Chris Rusbridge – who directs the UK Digital Curation Centre – has made an excellent comment on my post Molecules? Does “Open Access” help or hinder Open Science?
I’m confused! Peter says “BOAI permits commercial re-use; MDPI does not.” But his article is licensed under a Creative Commons Attribution Non-commercial licence, so it too fails the BOAI test! And I’m required to submit to that licence in adding my comments (I’m happy to, by the way).
- There are a couple of issues here. One is that sites often have stupid licence terms, that say things they do not mean; I suspect that the site might change its terms if it was asked carefully and often enough. As a digression but illustration, I have an email somewhere from many years ago, in which I wrote to Elsevier about the copyright notice on their web site, which then read (my emphasis) “All rights reserved. No part of this service may be reproduced, stored in a retrieval system or transmitted in any form or by any means, electronic, mechanical, photocopying, recording or otherwise, without prior written permission of the publisher.” Asking for written permission before downloading a web page (which you had to download before you could read the notice, was a bit, well, duhhh! I asked for that written notice, which never arrived, and it took several months for the notice to get changed.Another issue is that just because the default licence does not allow commercial re-use, does not mean that commercial re-use is forbidden! It just means that commercial re-use may be subject to a separate licence.Maybe the real bugbear is that they still ask for a copyright transfer. I really object to this, and just don’t do it. It is (I understand) uncommon practice in book publishing anyway.
PMR comments:
- Our site. We discussed the license and thought that a non-commercial license for posters would make it easier to induce them to agree to a common license. It’s a little hard to guess what licenses others would offer. For myself I would offer full BOAI – I just though a differential license would be confusing. But if anyone has a suggestion for a form of words, fine. (If anyone wishes to re-sell my blog I have to be brave enough to think that the fame I would get would suffice).
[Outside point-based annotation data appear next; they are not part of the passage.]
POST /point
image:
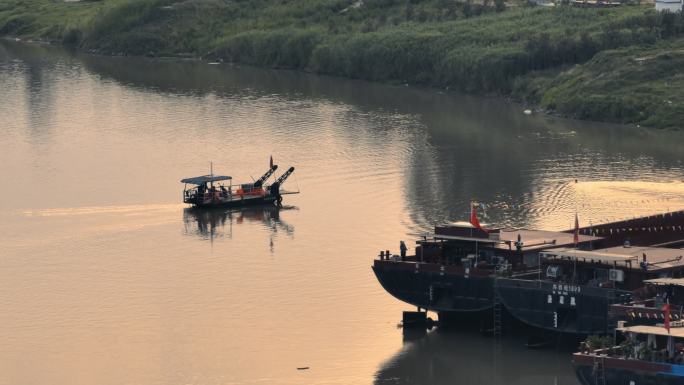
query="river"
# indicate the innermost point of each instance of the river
(106, 278)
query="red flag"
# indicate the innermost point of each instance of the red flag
(666, 309)
(473, 217)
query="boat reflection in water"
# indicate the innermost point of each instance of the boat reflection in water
(215, 222)
(450, 357)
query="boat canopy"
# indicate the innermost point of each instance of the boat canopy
(677, 332)
(199, 180)
(588, 256)
(666, 281)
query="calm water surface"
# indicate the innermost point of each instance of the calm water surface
(105, 278)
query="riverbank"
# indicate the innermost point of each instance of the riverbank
(619, 64)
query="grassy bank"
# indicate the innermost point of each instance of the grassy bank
(578, 62)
- Stupid licenses. Yes, I agree that many publishers have put up meaningless and complex licenses that date from the time of parchments. I have written to some of them (mainly about scientific data) asking how the licenses should be interpreted in the age of computers. Some give a null response; others reply that they will get back to me (they don’t). I have other things to do with my (sad) life so I have given up this game. Since I have a kind and generous disposition I assume that the fuzz and muddle of these ancient licenses are due to fuzz and muddle. However there are some publishers who are very clear that these licenses are to prevent the re-use of data in the computer age and the require us to hand over copyright of our scientific facts. So we have to tackle this.
- default licenses. I don’t think Chris meant this, but many publishers have additional licenses which the normal reader never sees. Thus the librarian (increasingly a purchasing officer) signs a complex contract with the publisher about what the readers (I hate the phrase “users” – there are other uses for journals than reading, though I can think of many for e-journals). These contracts are all about what the readers are not allowed to do and if the y do it how the publishers will cut the institution off without warning (Do you read journals, or “use a database”?). While I hope all academics are aware of the importance of copyright, surely no one can be expected to be aware of the contractual arrangements with the myriad publishers. (And I bet they are not only per-publisher, but also per journal).
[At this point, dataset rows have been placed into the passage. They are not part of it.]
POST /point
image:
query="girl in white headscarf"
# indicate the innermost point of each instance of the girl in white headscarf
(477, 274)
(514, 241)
- I met with Alma Swan this morning – she was collecting data for a survey on libraries. She tells me that science publishers are now starting to embed digital watermarks in their publications. Don’t they trust us?
I often see things like “if you want permission to do this, write to the publisher”. This simply doesn’t work in the eScientific age. Peter Corbett and I and colleagues analyse the biochemical literature. PubMed has millions (sic) of abstracts. We – through our linguistic robots – can read all of these (we’ve only read a few hundred thousand so far).
I have now got some thoughts together for posts on Open Access for Scientists and no longer have early-morning distractions and depressions 🙁 – some of you will understand. So I’ll try to get some of this out – and licenses are a critical part.